One of Davis’s five challengers in the March 19 Democratic primary, anti-gun violence activist Kina Collins, came within seven points of ousting him in 2022. Two other primary candidates are running to Davis’s right and arguing that he’s not supportive enough of Israel.

Davis’s office said it follows all applicable House ethics rules and that the ads were unrelated to Davis’s campaign. His chief of staff, Tumia Romero, said Democratic leadership issued recommendations for House offices to use their remaining budgets to boost the party’s work on infrastructure and other issues. 

“There’s a lot coming out of the government these days regarding the infrastructure act and all these kinds of things, and the only way that we can communicate to the 735,000 people in our district is through mass communications,” Romero said.  
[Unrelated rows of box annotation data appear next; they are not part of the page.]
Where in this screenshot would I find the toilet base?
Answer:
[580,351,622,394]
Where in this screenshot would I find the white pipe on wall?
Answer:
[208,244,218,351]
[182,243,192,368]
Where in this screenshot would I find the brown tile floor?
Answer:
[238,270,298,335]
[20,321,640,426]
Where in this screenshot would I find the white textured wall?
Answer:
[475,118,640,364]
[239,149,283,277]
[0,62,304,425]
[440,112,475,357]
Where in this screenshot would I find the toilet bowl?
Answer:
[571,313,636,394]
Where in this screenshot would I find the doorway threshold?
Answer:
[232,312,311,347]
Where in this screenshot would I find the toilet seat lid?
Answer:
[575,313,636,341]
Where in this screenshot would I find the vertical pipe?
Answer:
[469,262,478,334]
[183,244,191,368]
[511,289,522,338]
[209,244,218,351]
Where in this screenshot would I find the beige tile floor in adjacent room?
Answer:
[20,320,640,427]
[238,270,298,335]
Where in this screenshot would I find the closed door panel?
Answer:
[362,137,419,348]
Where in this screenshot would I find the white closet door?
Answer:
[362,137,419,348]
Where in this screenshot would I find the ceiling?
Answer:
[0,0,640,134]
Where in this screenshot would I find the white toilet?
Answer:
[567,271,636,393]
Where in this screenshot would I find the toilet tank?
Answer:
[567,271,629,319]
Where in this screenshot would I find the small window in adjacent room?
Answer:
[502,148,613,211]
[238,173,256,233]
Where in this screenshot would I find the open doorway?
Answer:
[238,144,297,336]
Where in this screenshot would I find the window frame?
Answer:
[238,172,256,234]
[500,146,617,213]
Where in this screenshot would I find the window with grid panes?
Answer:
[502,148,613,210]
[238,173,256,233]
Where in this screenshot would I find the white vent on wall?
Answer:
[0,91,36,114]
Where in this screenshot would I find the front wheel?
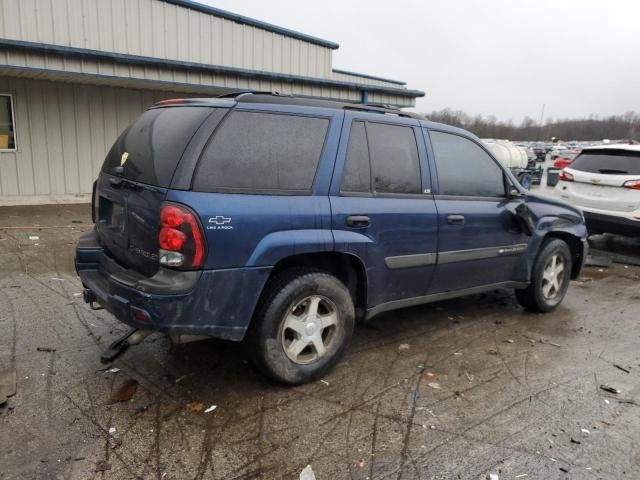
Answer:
[251,268,355,385]
[516,239,572,313]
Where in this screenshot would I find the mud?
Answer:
[0,205,640,480]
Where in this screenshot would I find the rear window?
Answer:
[102,107,213,187]
[193,112,329,193]
[571,150,640,175]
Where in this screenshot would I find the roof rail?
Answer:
[342,104,420,118]
[216,90,293,98]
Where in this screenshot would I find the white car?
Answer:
[556,145,640,236]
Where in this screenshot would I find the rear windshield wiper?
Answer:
[598,168,629,175]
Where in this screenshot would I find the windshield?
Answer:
[571,150,640,175]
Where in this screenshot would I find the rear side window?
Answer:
[102,107,214,187]
[570,149,640,175]
[193,112,329,193]
[342,122,371,193]
[341,122,422,194]
[429,131,505,197]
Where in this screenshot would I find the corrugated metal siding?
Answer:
[0,77,175,196]
[0,0,331,78]
[0,49,384,106]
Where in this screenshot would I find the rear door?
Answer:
[94,106,219,275]
[330,112,437,307]
[425,130,529,293]
[557,148,640,212]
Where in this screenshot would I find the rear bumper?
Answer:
[583,208,640,237]
[75,231,271,340]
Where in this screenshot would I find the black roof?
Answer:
[155,91,424,120]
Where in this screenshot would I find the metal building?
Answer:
[0,0,424,204]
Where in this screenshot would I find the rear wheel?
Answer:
[251,268,355,384]
[516,239,572,312]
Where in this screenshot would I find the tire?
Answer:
[516,239,573,313]
[250,268,355,385]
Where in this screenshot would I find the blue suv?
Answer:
[76,93,587,384]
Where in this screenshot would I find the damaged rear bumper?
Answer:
[75,231,271,341]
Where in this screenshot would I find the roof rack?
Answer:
[215,90,422,119]
[342,103,419,118]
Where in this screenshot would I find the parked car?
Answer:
[533,144,547,162]
[553,150,580,170]
[556,145,640,236]
[76,93,587,384]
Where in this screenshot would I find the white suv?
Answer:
[556,145,640,236]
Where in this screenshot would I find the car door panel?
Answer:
[330,113,438,307]
[427,132,530,294]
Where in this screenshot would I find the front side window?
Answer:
[429,131,505,197]
[0,94,16,150]
[193,112,329,193]
[341,121,421,194]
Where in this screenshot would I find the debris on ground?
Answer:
[0,368,17,405]
[585,255,613,267]
[613,363,631,373]
[187,402,204,413]
[300,465,316,480]
[600,384,620,393]
[176,373,193,383]
[94,460,111,472]
[107,379,138,405]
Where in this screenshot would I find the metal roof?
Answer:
[161,0,340,50]
[0,39,425,98]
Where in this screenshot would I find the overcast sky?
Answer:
[200,0,640,123]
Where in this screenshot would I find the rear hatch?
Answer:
[93,106,214,275]
[558,149,640,212]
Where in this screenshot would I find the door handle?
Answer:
[447,215,464,225]
[346,215,371,228]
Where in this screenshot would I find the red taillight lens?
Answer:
[558,170,573,182]
[160,205,189,228]
[158,203,205,268]
[160,227,187,252]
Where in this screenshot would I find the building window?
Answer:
[0,94,16,151]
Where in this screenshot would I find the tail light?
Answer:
[622,180,640,190]
[158,203,205,269]
[558,170,573,182]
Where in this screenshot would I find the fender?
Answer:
[246,229,333,267]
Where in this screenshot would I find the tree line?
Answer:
[423,109,640,141]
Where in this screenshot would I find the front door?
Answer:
[330,112,437,307]
[428,130,530,293]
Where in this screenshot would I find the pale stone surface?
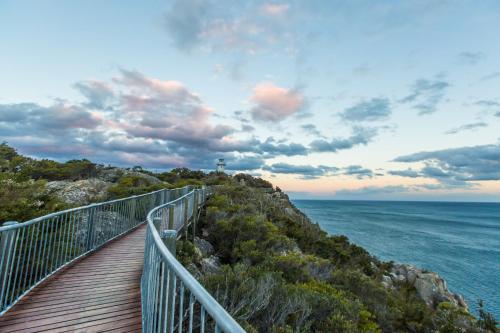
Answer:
[382,264,468,310]
[47,178,111,206]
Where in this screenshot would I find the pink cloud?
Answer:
[251,83,305,122]
[261,3,290,16]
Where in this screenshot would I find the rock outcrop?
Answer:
[47,178,111,206]
[382,264,468,310]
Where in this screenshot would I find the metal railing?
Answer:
[141,188,245,333]
[0,186,192,316]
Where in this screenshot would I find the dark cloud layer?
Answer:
[445,121,488,134]
[0,70,377,174]
[341,98,391,122]
[394,144,500,186]
[310,127,377,152]
[401,79,451,115]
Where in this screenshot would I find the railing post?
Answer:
[193,190,198,242]
[85,205,95,251]
[168,204,175,230]
[183,197,189,240]
[0,221,18,312]
[160,230,177,332]
[130,195,137,226]
[153,217,162,232]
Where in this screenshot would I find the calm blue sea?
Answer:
[293,200,500,320]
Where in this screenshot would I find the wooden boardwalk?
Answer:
[0,225,146,333]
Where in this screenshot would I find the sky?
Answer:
[0,0,500,202]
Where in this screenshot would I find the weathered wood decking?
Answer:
[0,225,146,332]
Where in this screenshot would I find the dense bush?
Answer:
[197,179,495,333]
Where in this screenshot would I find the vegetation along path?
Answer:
[0,225,146,332]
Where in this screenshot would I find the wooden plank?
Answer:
[0,225,146,332]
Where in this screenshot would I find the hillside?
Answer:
[0,144,496,333]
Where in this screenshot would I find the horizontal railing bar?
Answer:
[143,190,245,333]
[0,185,179,232]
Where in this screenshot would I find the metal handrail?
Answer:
[141,188,245,333]
[0,186,192,316]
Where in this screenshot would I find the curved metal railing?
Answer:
[0,186,192,316]
[141,188,245,333]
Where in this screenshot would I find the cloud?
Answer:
[480,72,500,81]
[300,124,323,137]
[0,70,346,170]
[0,103,102,135]
[262,163,375,179]
[250,83,305,122]
[165,0,210,50]
[473,99,500,108]
[342,165,374,179]
[255,138,308,156]
[387,169,422,178]
[458,52,484,65]
[400,79,451,115]
[261,3,290,17]
[445,122,488,134]
[310,127,377,152]
[335,185,412,197]
[340,98,391,122]
[165,0,290,54]
[394,144,500,186]
[262,163,339,179]
[73,80,114,110]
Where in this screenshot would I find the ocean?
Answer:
[293,200,500,320]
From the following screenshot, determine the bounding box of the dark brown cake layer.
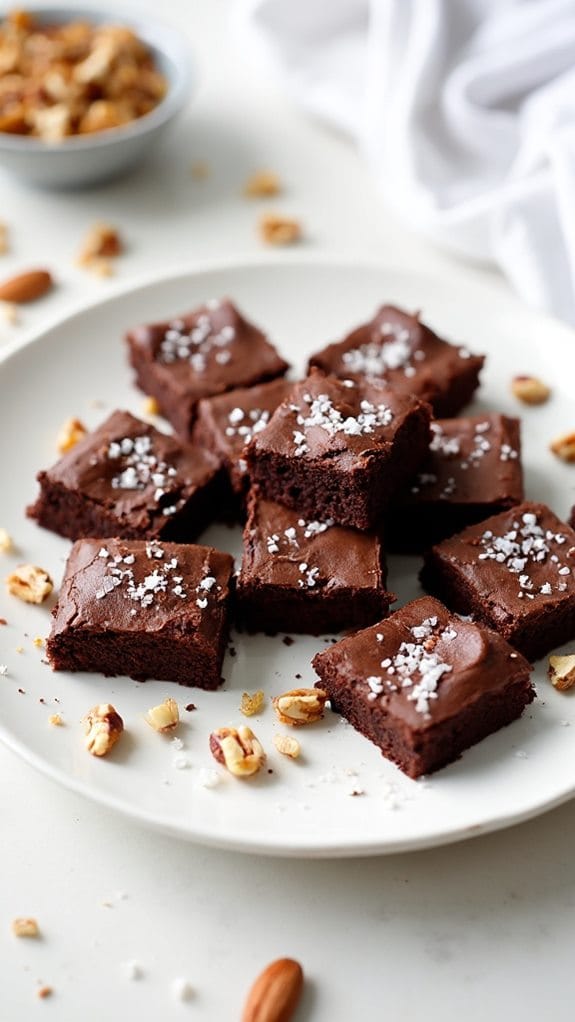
[28,412,223,542]
[422,502,575,660]
[385,412,524,554]
[309,306,485,418]
[126,299,288,438]
[46,539,233,689]
[237,491,392,635]
[247,370,430,529]
[314,597,535,778]
[193,379,293,513]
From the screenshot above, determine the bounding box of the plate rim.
[0,251,575,860]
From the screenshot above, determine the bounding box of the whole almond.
[242,959,303,1022]
[0,270,53,305]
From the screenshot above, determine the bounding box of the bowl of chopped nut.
[0,7,192,188]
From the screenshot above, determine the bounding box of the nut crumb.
[6,564,54,603]
[144,696,180,735]
[243,171,282,198]
[82,703,124,756]
[12,916,40,937]
[209,727,266,777]
[190,159,211,181]
[547,654,575,692]
[144,397,159,415]
[549,433,575,462]
[511,376,552,405]
[272,689,328,727]
[240,689,266,716]
[0,528,14,554]
[274,735,301,759]
[258,213,301,245]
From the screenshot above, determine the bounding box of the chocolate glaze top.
[432,501,575,620]
[400,412,523,504]
[41,411,219,523]
[309,306,484,401]
[314,597,531,731]
[128,298,288,401]
[194,379,293,491]
[52,539,234,640]
[239,490,391,599]
[248,369,433,468]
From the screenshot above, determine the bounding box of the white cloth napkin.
[238,0,575,323]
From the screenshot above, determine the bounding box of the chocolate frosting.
[51,539,234,639]
[432,501,575,620]
[248,369,428,468]
[194,379,293,491]
[128,298,288,401]
[397,412,523,505]
[309,306,484,401]
[238,491,386,593]
[314,597,531,731]
[47,411,219,521]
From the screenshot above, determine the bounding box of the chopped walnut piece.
[549,433,575,462]
[56,419,88,454]
[0,528,14,554]
[511,376,552,405]
[144,398,159,415]
[82,703,124,756]
[78,223,124,272]
[12,916,40,937]
[209,727,266,777]
[240,689,266,716]
[145,697,180,735]
[259,213,301,245]
[274,735,301,759]
[243,171,282,198]
[547,654,575,692]
[6,564,54,603]
[272,689,328,727]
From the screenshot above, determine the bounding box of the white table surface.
[0,0,575,1022]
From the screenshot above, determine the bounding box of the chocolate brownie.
[309,306,485,418]
[314,597,535,778]
[237,491,393,635]
[247,370,430,529]
[28,412,223,543]
[422,502,575,660]
[46,539,233,689]
[193,379,293,516]
[126,299,288,438]
[385,413,524,554]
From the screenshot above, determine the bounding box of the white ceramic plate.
[0,258,575,856]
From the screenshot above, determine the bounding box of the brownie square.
[126,299,288,438]
[309,306,485,418]
[313,597,535,778]
[193,379,293,515]
[28,412,222,542]
[385,413,524,554]
[247,370,430,529]
[237,491,393,635]
[422,502,575,660]
[46,539,234,689]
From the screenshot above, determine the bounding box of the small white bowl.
[0,4,193,188]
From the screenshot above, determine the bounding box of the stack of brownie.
[29,300,575,777]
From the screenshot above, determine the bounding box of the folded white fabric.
[239,0,575,323]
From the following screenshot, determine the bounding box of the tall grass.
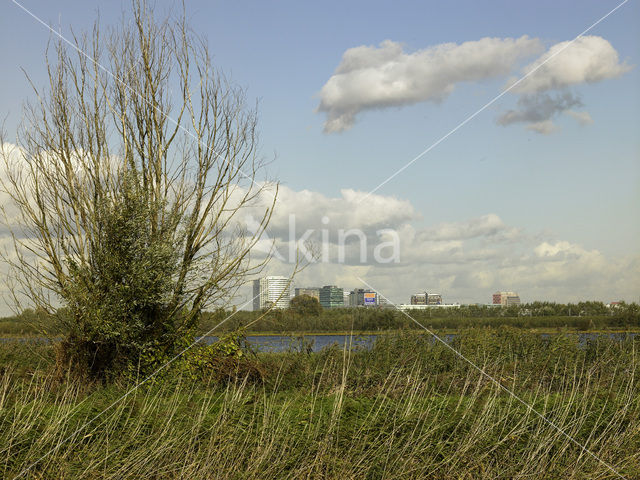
[0,329,640,479]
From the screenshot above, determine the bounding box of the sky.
[0,0,640,312]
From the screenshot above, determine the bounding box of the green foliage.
[59,171,190,378]
[201,302,640,333]
[0,327,640,480]
[289,295,322,317]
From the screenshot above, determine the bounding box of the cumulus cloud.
[497,92,591,134]
[420,213,517,240]
[318,35,542,133]
[511,36,631,93]
[241,188,640,303]
[564,110,593,125]
[496,36,631,134]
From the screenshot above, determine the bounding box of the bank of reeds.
[0,329,640,479]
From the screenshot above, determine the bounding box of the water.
[0,332,637,352]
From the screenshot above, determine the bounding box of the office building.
[343,290,351,307]
[411,292,442,305]
[253,276,291,310]
[349,288,379,307]
[295,287,320,301]
[493,292,520,307]
[320,285,344,308]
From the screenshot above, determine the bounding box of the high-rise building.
[349,288,379,307]
[411,293,427,305]
[493,292,520,307]
[295,287,320,301]
[253,276,291,311]
[320,285,344,308]
[411,292,442,305]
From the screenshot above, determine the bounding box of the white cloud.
[497,92,589,134]
[318,35,541,133]
[241,189,640,303]
[564,110,593,125]
[497,36,632,134]
[511,36,632,93]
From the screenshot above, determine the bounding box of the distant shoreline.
[0,326,640,341]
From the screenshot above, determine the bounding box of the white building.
[396,303,460,311]
[253,276,291,311]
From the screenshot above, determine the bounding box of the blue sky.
[0,0,640,308]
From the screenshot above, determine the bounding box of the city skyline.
[0,0,640,313]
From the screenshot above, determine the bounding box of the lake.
[0,332,637,352]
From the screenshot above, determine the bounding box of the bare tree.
[2,1,277,374]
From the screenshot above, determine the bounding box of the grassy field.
[0,327,640,479]
[0,309,640,338]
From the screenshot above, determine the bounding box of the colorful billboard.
[364,292,376,306]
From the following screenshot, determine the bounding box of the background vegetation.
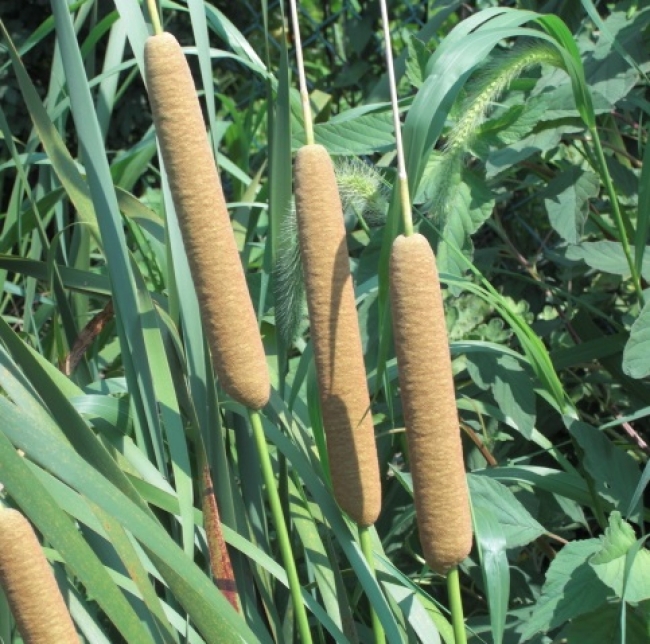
[0,0,650,644]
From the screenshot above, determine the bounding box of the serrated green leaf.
[522,539,611,641]
[591,512,636,565]
[555,604,648,644]
[485,125,581,179]
[589,512,650,603]
[406,36,431,87]
[566,241,650,279]
[623,300,650,378]
[436,171,494,282]
[467,474,546,548]
[542,166,600,244]
[292,110,395,156]
[567,421,641,522]
[467,353,535,439]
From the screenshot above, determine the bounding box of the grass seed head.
[295,145,381,526]
[145,33,270,409]
[390,234,472,574]
[0,508,79,644]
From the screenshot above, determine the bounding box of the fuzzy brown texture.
[295,145,381,526]
[390,234,472,574]
[0,508,79,644]
[145,33,271,409]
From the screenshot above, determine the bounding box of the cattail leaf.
[474,465,592,505]
[264,392,404,644]
[0,21,97,242]
[0,406,153,642]
[187,0,219,154]
[0,394,257,643]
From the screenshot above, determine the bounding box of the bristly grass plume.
[427,40,563,220]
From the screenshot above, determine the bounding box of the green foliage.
[0,0,650,644]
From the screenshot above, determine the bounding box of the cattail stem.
[447,566,467,644]
[147,0,162,36]
[0,508,79,644]
[379,0,413,237]
[249,410,312,644]
[359,526,386,644]
[289,0,314,145]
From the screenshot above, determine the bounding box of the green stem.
[447,566,467,644]
[248,410,312,644]
[147,0,162,36]
[359,526,386,644]
[589,127,645,307]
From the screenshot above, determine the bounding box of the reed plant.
[0,0,650,644]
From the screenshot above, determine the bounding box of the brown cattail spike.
[295,145,381,526]
[145,33,270,409]
[390,234,472,574]
[0,508,79,644]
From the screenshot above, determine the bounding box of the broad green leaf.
[406,36,431,88]
[623,300,650,378]
[567,421,641,522]
[426,171,494,282]
[541,166,600,244]
[467,474,546,548]
[522,539,612,641]
[474,465,591,505]
[467,353,535,439]
[0,406,152,643]
[485,125,579,179]
[535,10,649,120]
[0,388,256,643]
[304,109,395,156]
[556,604,648,644]
[589,512,650,603]
[472,506,510,644]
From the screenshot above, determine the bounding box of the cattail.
[295,145,381,526]
[390,234,472,574]
[0,508,79,644]
[145,33,270,409]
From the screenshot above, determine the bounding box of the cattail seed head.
[145,33,270,409]
[390,234,472,574]
[295,145,381,526]
[0,508,79,644]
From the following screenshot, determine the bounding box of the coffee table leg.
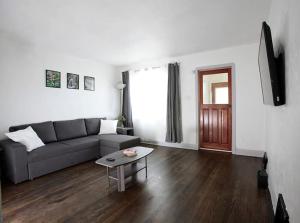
[106,167,110,188]
[145,156,148,179]
[117,165,125,192]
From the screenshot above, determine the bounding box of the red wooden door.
[198,68,232,151]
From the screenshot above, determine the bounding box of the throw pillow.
[99,119,118,135]
[5,126,45,152]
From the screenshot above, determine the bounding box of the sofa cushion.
[84,118,106,135]
[53,119,87,141]
[61,136,100,151]
[28,137,100,163]
[97,134,140,149]
[9,121,57,143]
[28,142,74,163]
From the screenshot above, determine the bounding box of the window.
[130,67,168,141]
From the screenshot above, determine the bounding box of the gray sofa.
[0,118,140,184]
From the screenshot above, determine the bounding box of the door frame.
[194,63,237,154]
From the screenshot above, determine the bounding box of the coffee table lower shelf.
[106,157,148,192]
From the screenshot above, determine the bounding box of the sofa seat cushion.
[28,142,73,163]
[61,136,100,151]
[28,137,99,163]
[9,121,57,144]
[53,119,87,141]
[98,134,140,150]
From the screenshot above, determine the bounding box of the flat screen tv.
[258,22,285,106]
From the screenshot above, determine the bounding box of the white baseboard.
[233,148,264,158]
[142,140,198,150]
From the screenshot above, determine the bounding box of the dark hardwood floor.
[2,145,272,223]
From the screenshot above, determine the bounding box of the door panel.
[198,68,232,151]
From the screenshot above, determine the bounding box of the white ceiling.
[0,0,270,65]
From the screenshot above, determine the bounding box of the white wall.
[0,33,120,138]
[119,43,265,155]
[266,0,300,222]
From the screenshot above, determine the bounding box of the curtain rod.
[122,61,181,72]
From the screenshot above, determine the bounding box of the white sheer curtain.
[130,66,168,142]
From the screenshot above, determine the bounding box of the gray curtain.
[166,63,182,143]
[122,71,133,128]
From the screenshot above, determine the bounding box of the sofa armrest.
[0,139,29,184]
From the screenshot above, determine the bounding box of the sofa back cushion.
[9,121,57,144]
[53,119,87,141]
[84,118,106,135]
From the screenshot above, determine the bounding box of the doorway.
[198,67,232,151]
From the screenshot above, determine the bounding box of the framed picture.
[84,76,95,91]
[46,70,61,88]
[67,73,79,89]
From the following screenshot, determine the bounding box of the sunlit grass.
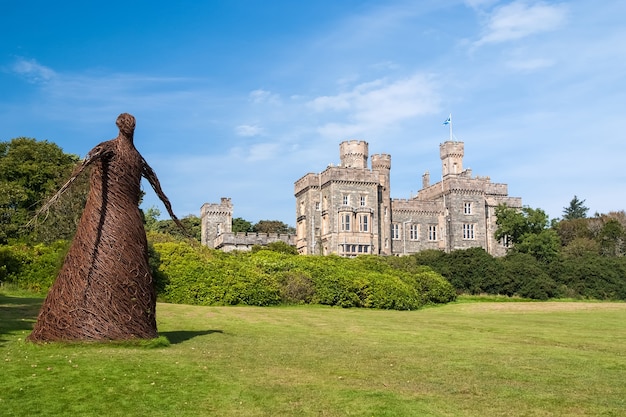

She said she had not received a copy of the complaint from the House Ethics Committee and declined to comment on a copy provided to the office by The Intercept. 

“The people that are making these complaints,” Romero said, “what they need to think about are the people that are poor in our district, the people that don’t have health care, that’s what they need to worry about.” 

Restrictions on Official Funds

Members of Congress are allowed to spend public funds to communicate with the public about their official duties, but there are legal restrictions and rules. Congressional offices, for instance, are subject to blackout dates 60 days before either a primary or general election during which they are prohibited from sending unsolicited mass communications. 

Davis, however, is not accused of violating that rule, Instead, the complaint alleges that his Washington office’s profligate spending in the six months leading up to the January 19 start of the blackout for the Chicago-area primary raised questions.

During the period, which coincides with the first six months after Davis announced his reelection bid in June, his congressional office reported spending at least $42,000 on 27 ad purchases, the largest total number of ads purchased by the office in the last six years. 

The ads tallied more than 2,000 individual spots across radio, television, digital, phone, text, billboard, and direct mail. The ad buys marked the first purchases in the last six years by his congressional office for distribution on radio and billboards. In contrast to the recent purchases, the office purchased one mail ad in 2022, five ads in 2021, zero ads in 2020, 17 ads in 2019, and zero ads in 2018. 

“As a constituent, I’m concerned when I see my taxpayer dollars being used on campaign materials right before a competitive election,” Parnell told The Intercept. “I don’t think it’s right that taxpayers foot the bill for a PR campaign and it’s this kind of politics that we need to move on from. We need new leadership, it’s time for a change.”

“I don’t think it’s right that taxpayers foot the bill for a PR campaign.”

While the ads published by the House under public disclosure guidelines don’t explicitly mention Davis’s reelection campaign, their intent and timing appears intended to boost his image ahead of a major primary challenge, the complaint alleges, especially given the fact that his office has not previously used official funds for radio, television, or billboard ads, according to House records from 2018 to 2023. 

The ads range from information about flooding in the district to the office’s sponsorship of a back-to-school event for local students. Most of the ads boost Davis’s congressional work, touting that Davis is “working for you, putting people over politics.” The ads are careful to direct constituents to his congressional office to clarify that the office paid for the ad materials. 

The ads were approved under House communications standards that require a determination to be made by congressional staff as to whether the ad content constituted official business and was therefore eligible as franked mail, meaning mail paid for with public funds rather than campaign dollars.

Two other mailers received by constituents the day before the blackout period, images of which were provided to The Intercept, use pictures that also appear on Davis’s campaign website, which House rules prohibit. (Observers on Twitter speculated that the images were produced with the help of artificial intelligence.)

Romero, Davis’s chief of staff, said the government did not pay for the mailer and declined to comment further.